Funding Sources: CBE Energy Consortium Research Grants U.S. General Services Administration

Project Objective

Develop a body of information to document completed buildings having underfloor air distribution (UFAD) systems. Build a comprehensive database of UFAD buildings, a series of descriptive project profiles, and in-depth field studies.

Significance to Industry

Underfloor air distribution has proven to be an effective method of delivering conditioned air to localized diffusers in the occupied zone of the building. As more UFAD buildings are completed and occupied, there is a great opportunity to learn from the experiences of these projects in terms of occupant satisfaction, building operations, and whole-building performance.

This project serves as a resource for all parties interested in developing a better understanding of successful designs as well as the barriers to implementation of UFAD systems. It will provide objective information about systems design, operation, and performance as well as how designers have addressed practical issues and overcome limitations in the availability of design tools and product offerings. This information will be useful for building owners, developers, designers, contractors, and manufacturers.

Research Approach

In this project we have developed three levels of progressively more detailed information about existing UFAD projects: (1) candidate study projects are reviewed and added to our database along with their basic parameters; (2) project profiles are developed via site visits and interviews with project designers, owners, and facility managers; and (3) in-depth field studies are conducted on selected projects.
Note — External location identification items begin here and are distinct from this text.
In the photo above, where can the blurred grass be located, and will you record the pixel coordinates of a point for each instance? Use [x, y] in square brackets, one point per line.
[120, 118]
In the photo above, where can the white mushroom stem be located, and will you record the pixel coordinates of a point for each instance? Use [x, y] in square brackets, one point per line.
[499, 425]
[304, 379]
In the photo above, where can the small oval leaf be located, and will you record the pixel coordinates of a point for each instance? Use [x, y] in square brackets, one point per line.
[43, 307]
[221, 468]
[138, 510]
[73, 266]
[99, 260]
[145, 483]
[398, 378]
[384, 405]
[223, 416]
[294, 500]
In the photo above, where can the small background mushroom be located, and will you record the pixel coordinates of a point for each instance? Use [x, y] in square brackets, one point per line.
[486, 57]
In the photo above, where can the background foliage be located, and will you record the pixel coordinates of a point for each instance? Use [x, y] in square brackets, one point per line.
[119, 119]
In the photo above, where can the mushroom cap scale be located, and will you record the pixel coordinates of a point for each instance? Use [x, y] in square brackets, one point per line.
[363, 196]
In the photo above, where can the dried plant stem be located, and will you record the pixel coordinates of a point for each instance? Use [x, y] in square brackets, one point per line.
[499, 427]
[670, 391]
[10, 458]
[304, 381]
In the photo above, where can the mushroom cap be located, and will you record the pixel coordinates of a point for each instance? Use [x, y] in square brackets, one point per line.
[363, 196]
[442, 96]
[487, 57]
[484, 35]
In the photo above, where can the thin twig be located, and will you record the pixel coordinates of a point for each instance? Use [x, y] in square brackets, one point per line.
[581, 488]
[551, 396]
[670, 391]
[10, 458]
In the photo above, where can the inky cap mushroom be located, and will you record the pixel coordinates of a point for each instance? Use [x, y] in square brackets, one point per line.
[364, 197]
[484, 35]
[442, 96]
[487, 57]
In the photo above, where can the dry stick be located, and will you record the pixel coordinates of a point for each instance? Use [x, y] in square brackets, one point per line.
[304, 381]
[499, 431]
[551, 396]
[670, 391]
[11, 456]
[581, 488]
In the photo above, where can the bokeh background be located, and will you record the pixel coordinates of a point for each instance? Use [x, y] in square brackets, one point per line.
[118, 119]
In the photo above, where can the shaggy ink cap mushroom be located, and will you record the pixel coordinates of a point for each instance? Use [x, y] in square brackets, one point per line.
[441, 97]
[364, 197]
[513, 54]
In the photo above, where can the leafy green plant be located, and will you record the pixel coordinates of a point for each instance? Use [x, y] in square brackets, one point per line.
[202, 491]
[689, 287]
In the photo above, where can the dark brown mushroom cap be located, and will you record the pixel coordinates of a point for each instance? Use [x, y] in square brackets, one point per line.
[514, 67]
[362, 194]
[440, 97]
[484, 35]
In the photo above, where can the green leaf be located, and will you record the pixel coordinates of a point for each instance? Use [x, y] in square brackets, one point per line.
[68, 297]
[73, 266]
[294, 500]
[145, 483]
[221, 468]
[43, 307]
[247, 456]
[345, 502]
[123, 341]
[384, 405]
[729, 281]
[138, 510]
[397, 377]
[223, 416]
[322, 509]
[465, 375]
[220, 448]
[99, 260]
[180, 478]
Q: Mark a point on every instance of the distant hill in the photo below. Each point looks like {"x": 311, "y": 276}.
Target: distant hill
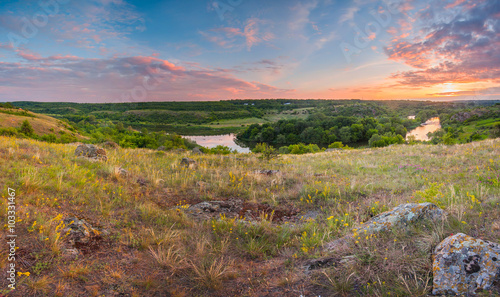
{"x": 42, "y": 124}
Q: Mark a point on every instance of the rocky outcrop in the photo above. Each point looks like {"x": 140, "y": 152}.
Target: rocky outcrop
{"x": 188, "y": 162}
{"x": 79, "y": 232}
{"x": 401, "y": 216}
{"x": 120, "y": 171}
{"x": 464, "y": 265}
{"x": 197, "y": 151}
{"x": 110, "y": 144}
{"x": 91, "y": 151}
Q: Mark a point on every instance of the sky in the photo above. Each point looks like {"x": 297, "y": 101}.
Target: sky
{"x": 132, "y": 50}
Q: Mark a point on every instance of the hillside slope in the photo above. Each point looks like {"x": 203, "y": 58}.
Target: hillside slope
{"x": 152, "y": 238}
{"x": 41, "y": 124}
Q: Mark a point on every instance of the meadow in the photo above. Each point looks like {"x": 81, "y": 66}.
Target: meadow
{"x": 153, "y": 244}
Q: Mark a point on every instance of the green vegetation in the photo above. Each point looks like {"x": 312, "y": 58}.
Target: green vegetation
{"x": 153, "y": 242}
{"x": 279, "y": 123}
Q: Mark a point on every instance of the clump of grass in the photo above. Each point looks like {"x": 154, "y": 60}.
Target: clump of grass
{"x": 211, "y": 272}
{"x": 169, "y": 258}
{"x": 75, "y": 270}
{"x": 38, "y": 285}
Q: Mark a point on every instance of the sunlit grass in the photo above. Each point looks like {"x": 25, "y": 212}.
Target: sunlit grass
{"x": 341, "y": 188}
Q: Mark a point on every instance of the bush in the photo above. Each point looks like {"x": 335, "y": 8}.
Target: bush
{"x": 26, "y": 128}
{"x": 268, "y": 152}
{"x": 11, "y": 131}
{"x": 220, "y": 150}
{"x": 337, "y": 144}
{"x": 301, "y": 148}
{"x": 385, "y": 140}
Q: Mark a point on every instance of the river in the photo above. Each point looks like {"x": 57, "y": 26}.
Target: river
{"x": 215, "y": 140}
{"x": 420, "y": 132}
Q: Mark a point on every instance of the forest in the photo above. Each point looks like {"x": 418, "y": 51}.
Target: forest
{"x": 280, "y": 122}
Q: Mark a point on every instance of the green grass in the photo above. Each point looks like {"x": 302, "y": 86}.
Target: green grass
{"x": 154, "y": 248}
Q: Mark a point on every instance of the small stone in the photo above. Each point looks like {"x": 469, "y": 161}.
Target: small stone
{"x": 197, "y": 151}
{"x": 464, "y": 265}
{"x": 267, "y": 172}
{"x": 91, "y": 151}
{"x": 188, "y": 162}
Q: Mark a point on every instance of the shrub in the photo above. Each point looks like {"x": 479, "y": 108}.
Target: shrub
{"x": 26, "y": 128}
{"x": 336, "y": 144}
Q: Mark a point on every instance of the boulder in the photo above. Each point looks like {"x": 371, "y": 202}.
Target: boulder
{"x": 179, "y": 150}
{"x": 120, "y": 171}
{"x": 400, "y": 216}
{"x": 90, "y": 151}
{"x": 142, "y": 181}
{"x": 188, "y": 162}
{"x": 463, "y": 265}
{"x": 79, "y": 231}
{"x": 110, "y": 144}
{"x": 197, "y": 151}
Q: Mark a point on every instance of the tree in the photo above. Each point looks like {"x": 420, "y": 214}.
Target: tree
{"x": 26, "y": 128}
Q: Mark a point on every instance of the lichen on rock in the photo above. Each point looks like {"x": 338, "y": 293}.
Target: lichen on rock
{"x": 463, "y": 265}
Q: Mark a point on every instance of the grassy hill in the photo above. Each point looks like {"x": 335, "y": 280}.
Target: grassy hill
{"x": 150, "y": 242}
{"x": 42, "y": 124}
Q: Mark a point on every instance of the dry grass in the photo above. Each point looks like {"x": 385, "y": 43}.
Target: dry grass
{"x": 151, "y": 248}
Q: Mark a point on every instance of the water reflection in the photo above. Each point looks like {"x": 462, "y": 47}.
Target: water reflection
{"x": 215, "y": 140}
{"x": 420, "y": 132}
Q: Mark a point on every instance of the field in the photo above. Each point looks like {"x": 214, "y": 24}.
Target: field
{"x": 42, "y": 124}
{"x": 152, "y": 243}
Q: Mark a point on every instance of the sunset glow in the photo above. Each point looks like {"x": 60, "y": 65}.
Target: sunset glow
{"x": 123, "y": 51}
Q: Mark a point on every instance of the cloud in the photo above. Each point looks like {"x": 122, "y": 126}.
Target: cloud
{"x": 250, "y": 36}
{"x": 70, "y": 78}
{"x": 348, "y": 15}
{"x": 463, "y": 47}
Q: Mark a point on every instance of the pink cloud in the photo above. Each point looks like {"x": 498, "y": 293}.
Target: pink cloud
{"x": 463, "y": 49}
{"x": 70, "y": 78}
{"x": 250, "y": 35}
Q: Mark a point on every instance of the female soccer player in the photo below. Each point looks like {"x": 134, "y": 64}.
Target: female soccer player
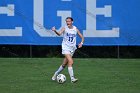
{"x": 68, "y": 47}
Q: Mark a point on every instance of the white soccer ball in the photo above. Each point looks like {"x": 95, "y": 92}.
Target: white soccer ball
{"x": 61, "y": 78}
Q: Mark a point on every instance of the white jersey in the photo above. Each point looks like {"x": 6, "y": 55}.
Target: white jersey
{"x": 69, "y": 36}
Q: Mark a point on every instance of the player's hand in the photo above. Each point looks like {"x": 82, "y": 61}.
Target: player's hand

The project profiles document and characterize underfloor system design issues and solutions, describe the operation of the system, evaluate the overall performance, and list noteworthy attributes discovered during the studies. The field studies focus in more detail on design and operation, and evaluate performance from on-site measurements, analysis of occupant satisfaction surveys, and analysis of energy usage.

Progress on this research includes the identification of over 250 UFAD projects in the U.S. and Canada, and documentation of their key characteristics. We have also conducted an on-line questionnaire to investigate trends and performance of a number of these buildings. Six project profiles were been completed and posted to CBE’s underfloor technology website, two field studies have been completed, and several Summary Reports and Internal Reports have been produced and distributed to CBE industry partners.

We also conducted a field study to compare the positive and negative impacts of underfloor vs. conventional air distribution in two new office buildings in the Capitol Area East End Complex in Sacramento. Two new office buildings completed by the State of California designed with state-of-the-art “green building” design strategies provide a unique opportunity to compare the performance of UFAD and other design strategies with the performance of a similar building with an overhead HVAC system. The new UFAD facility, designated as Block 225, is a 330,000 ft2 6-story office building, with UFAD on the top 5 stories, and a conventional overhead system on the ground floor. A similar building, designated as Block 172, was built with a conventional overhead system on all floors. The parallel building program for these buildings provides a unique opportunity for comparative analysis.

This project, sponsored by the California Department of General Services (DGS), was conducted over a four-year period. The first post-occupancy evaluation (POE) involved physical measurements and occupant surveys in January 2003 (winter mode) was followed by a second POE in August 2003 (summer mode). Secondary building recommissioning was completed on Block 225 in the summer and fall of 2005.